Dairy Crisis: Sanders sets sights on Dean for antitrust suit (Rutland Herald)
By Peter Hirschfeld, Vermont Press Bureau
Sen. Bernard Sanders took aim at the nation's largest buyer of fluid milk Wednesday as he blamed consolidation in the dairy-processing industry for depressing the prices paid to Vermont dairymen.
Sanders has asked the U.S. Department of Justice to investigate potential antitrust violations by Dean Foods, the Texas-based food-and-beverage company that buys about 70 percent of the fluid milk produced in New England.
Consolidation in the fluid-milk purchasing market, according to Sanders, is at least partially responsible for milk prices that have fallen well below the cost of production.
"If you're producing a product and by and large you have no choice but to sell that product to me, as opposed to a number of other people … where you going to go?" Sanders said. "That's why we have a concept called antitrust."
Since the beginning of 2009, farmers in Vermont have endured some of the lowest milk prices in decades. Ryegate farmer and Sanders staffer Jenny Nelson said farmers are losing about $100 per cow per month. The crisis – by all accounts the worst ever to hit the dairy industry – has already seen at least 32 Vermont farms go under this year. The 1,046 that remain, Sanders said, will suffer a similar fate without immediate federal intervention.

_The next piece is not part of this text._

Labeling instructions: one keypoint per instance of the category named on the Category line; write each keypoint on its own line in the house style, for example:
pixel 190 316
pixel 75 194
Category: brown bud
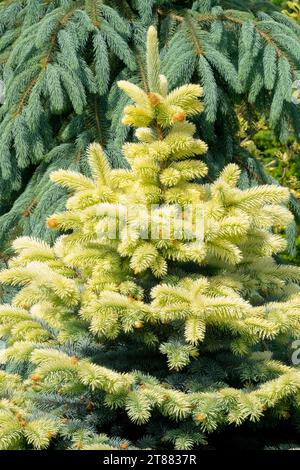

While Vermont farmers struggle to stay afloat, Sanders said, Dean Foods has recorded massive profits. The company made $76.2 million in the first quarter of 2009, according to Sanders, a 147-percent increase from the same time period a year earlier.
"I don't think it takes Sherlock Holmes to see a connection between the two," Sanders said.
Dean Foods spokesman Alex Wendel said the U.S. Department of Agriculture largely sets the price of milk and that supply and demand is contributing to the low price.
Vermont Secretary of Agriculture Roger Allbee said Wednesday that buyer-consolidation has long been a concern among members of the Vermont Milk Commission.
"The fact is their earnings are highest when farmers' earnings are lowest," Allbee said. "The consolidation taking place on the processing side of fluid milk … primarily means there's not much competition from many buyers."
Sanders said dismantling corporate monopolies is a longer-term effort that won't solve farmers' immediate fiscal troubles. In a meeting with U.S. Secretary of Agriculture Tom Vilsack on Wednesday, Sanders sought shorter-term relief in the form of new federal subsidies, an increase in the federally set base price for milk, and unloading surplus dairy reserves into nutrition and export programs.
Increasing payments to farmers via the Milk Income Loss Contract, Sanders said, is the "shortest and easiest" solution to the current problem. The effort however faces a tough fight in Congress.
"This is tough stuff politically, because family farmers are becoming a smaller and smaller part of the overall population and we don't necessarily have the political support we would like," he said.